Concluding their look at integrated healthcare services, Judith Smith and Chris Ham set out seven proposals for making it happen in light of the Equity and Excellence white paper
Integrated care relationships in Cumbria
International experience demonstrates that integrating healthcare services can deliver more efficient, patient-focused care. The white paper Equity and Excellence: liberating the NHS provides an opportunity to move the health service towards more joined-up systems.
A compelling narrative shared by clinicians, managers and the public is vital
A new briefing paper from the Nuffield Trust - Removing the Policy Barriers to Integrated Care - uses five case studies of health economies in the English NHS as the basis for examining how local clinicians and managers are working together to develop better service integration and less fragmented care.
Last week, we examined the barriers faced by these case studies as they have sought to shape new local services; this week we set out seven proposals for policy makers about what needs to be done to facilitate better integrated service provision in the context of the new white paper proposals.
Our first proposal is that policy makers should explicitly recognise the need for competition in some areas of care and for collaboration in others, and should adapt competition rules to reflect this.
Trafford integrated care system is seeking to develop new forms of community-based “office medicine” that enable patients to access specialists in out-of-hospital settings (see box below). While Trafford is committed to offering patients choice of specialist and treatment time, it has faced a challenge, in that the drawing together of acute, community and primary health services into a single organisation is potentially anti-competitive.
Innovative care delivery
Second, we propose that policy makers should actively encourage the use of incentives and financial flows “beyond the tariff”, enabling capitated budgets to be developed to support integrated care.
NHS Cumbria is reducing emergency admissions by delegating commissioning budgets to GP groups to develop new forms of primary care led services. If commissioners can adapt the payment regime to avoid the incentives on hospitals to increase activity, this shows significant potential to enable resource transfers to primary care (see box).

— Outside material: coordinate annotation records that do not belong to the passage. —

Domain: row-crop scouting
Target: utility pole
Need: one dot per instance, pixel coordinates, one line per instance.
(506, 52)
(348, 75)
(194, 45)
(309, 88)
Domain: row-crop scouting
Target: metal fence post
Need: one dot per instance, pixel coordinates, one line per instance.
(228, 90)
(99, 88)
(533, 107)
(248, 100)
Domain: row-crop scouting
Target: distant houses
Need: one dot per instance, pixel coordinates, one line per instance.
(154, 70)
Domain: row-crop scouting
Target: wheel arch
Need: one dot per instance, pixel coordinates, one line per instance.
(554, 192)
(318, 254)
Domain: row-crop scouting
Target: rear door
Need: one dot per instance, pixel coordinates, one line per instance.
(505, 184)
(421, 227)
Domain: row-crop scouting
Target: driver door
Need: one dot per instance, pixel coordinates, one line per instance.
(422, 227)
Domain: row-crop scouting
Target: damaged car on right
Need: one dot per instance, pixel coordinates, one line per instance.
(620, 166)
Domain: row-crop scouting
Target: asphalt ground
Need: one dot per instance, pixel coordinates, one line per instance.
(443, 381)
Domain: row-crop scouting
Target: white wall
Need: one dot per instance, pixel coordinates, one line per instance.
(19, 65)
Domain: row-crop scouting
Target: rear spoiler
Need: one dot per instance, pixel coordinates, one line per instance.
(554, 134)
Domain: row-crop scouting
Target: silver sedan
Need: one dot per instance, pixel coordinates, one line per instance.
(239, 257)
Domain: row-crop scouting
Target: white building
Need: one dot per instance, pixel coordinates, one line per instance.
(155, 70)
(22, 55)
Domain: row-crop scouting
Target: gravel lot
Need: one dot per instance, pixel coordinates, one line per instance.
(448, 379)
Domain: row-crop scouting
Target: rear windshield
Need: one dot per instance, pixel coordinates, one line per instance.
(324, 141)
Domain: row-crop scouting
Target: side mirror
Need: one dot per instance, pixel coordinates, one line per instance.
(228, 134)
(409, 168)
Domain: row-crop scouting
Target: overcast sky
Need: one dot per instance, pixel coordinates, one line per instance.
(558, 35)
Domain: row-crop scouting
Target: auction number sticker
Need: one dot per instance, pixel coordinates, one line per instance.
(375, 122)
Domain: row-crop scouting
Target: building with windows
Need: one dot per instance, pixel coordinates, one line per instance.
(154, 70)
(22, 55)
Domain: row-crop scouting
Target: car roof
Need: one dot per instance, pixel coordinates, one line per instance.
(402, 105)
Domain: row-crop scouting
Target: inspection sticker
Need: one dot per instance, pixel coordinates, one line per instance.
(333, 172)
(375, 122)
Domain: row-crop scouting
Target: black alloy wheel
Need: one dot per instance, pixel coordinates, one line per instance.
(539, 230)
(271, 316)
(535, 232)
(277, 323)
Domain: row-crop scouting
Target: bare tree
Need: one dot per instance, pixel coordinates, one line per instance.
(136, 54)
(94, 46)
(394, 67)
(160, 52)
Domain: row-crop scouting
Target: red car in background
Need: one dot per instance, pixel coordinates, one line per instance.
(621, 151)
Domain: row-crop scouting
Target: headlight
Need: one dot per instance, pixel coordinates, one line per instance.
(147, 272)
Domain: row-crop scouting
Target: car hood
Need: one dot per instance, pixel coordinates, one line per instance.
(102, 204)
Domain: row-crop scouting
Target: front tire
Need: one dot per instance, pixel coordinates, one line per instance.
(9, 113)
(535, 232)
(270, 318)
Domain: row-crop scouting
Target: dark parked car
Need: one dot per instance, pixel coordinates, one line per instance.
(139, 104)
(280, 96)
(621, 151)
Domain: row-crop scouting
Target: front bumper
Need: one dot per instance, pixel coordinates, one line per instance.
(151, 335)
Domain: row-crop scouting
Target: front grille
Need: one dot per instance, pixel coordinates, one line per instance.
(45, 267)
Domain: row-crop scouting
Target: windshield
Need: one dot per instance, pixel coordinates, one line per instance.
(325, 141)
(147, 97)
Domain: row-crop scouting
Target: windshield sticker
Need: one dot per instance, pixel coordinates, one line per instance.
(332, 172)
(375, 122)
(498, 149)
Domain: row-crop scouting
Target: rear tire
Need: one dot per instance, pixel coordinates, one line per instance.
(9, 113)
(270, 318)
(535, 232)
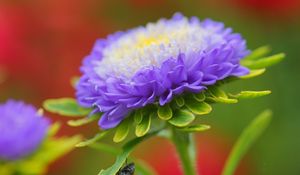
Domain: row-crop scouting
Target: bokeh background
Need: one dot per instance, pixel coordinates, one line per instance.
(42, 43)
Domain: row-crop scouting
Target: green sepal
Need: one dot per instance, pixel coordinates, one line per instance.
(217, 92)
(249, 135)
(65, 107)
(253, 73)
(83, 121)
(182, 118)
(53, 129)
(258, 53)
(122, 157)
(122, 131)
(179, 101)
(217, 95)
(144, 126)
(195, 128)
(96, 138)
(200, 97)
(251, 94)
(164, 112)
(138, 116)
(221, 100)
(198, 108)
(263, 62)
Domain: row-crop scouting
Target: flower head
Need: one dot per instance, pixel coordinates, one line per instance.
(22, 129)
(150, 64)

Our third proposal is that the new GP commissioning consortia should support innovative care delivery, and that secondary care clinicians should be closely involved with GPs in design and implementation. This multispecialty approach is bearing fruit in Trafford as clinical panels scope new care pathways for integrated care. The challenge in the next phase is how to enable sufficient competition and choice, and avoid conflicts of interest for clinicians who are both commissioners and providers.
Fourth, there should be renewed efforts to encourage the NHS and local authorities to work in a more integrated way. This includes commissioning that uses combined health and social care resources.
Our fifth proposal is that the activities of foundation trust regulator Monitor and the Care Quality Commission need to be aligned in support of integration, with regulation focusing on the experience of patients across a whole care pathway, including at points of transition. Better integrated regulation would entail bringing together assessment of primary, social, mental health and hospital care providers so that care systems, rather than single organisations, are the focus of regulators.
Sixth, we assert the importance of local system leadership in view of the demise of primary care trusts and the development of GP commissioning consortia. It will be important for policy makers to set out where responsibility for local system management will rest in the post-white paper world.
While a clinical senate in Cumbria and a clinical board in Trafford provide part of the solution to local system leadership, there will also be a need for robust patient and public involvement and for leadership that can hold sway with key stakeholders.
Finally, policy makers need to work with professional associations and patient groups to communicate to the public, and to NHS staff, the importance of moving towards new forms of care in different settings. A compelling narrative, shared by clinicians, managers, patients and the public, is vital if the sorts of care aspired to by Trafford, Cumbria and others can become a reality in an extensive and sustained way.
These seven proposals need to be acted on together. The hope is that policy makers will be able to shape levers and incentives that can enable an appropriate balance of competition and collaboration. The acid test will be the extent to which changes to policy can lead to less fragmented and better integrated care for patients.
FIND OUT MORE
NHS Trafford serves a population of 213,000 people in Greater Manchester. Local health service organisations have come together to develop an integrated health system across primary, community and hospital care. The platform recognises unsustainable local hospital services and the new system focuses on developing innovative models of care
within an office medicine approach, where hospital specialists and GPs work together to provide care in community settings wherever possible.
Clinical clout: NHS cumbria
NHS Cumbria services a population of around 500,000 people across a large area.
The primary care trust is devolving budgets to six localities. Beneath several of these, integrated care organisations take responsibility for both the commissioning and provision of many services, with Cumbria’s community-focused diabetes service being a striking example.
Strong clinical leadership of localities, together with GPs holding real budgets for commissioning, is a particular feature of the Cumbria approach, as is the use of care pathways as the basis for service planning and funding.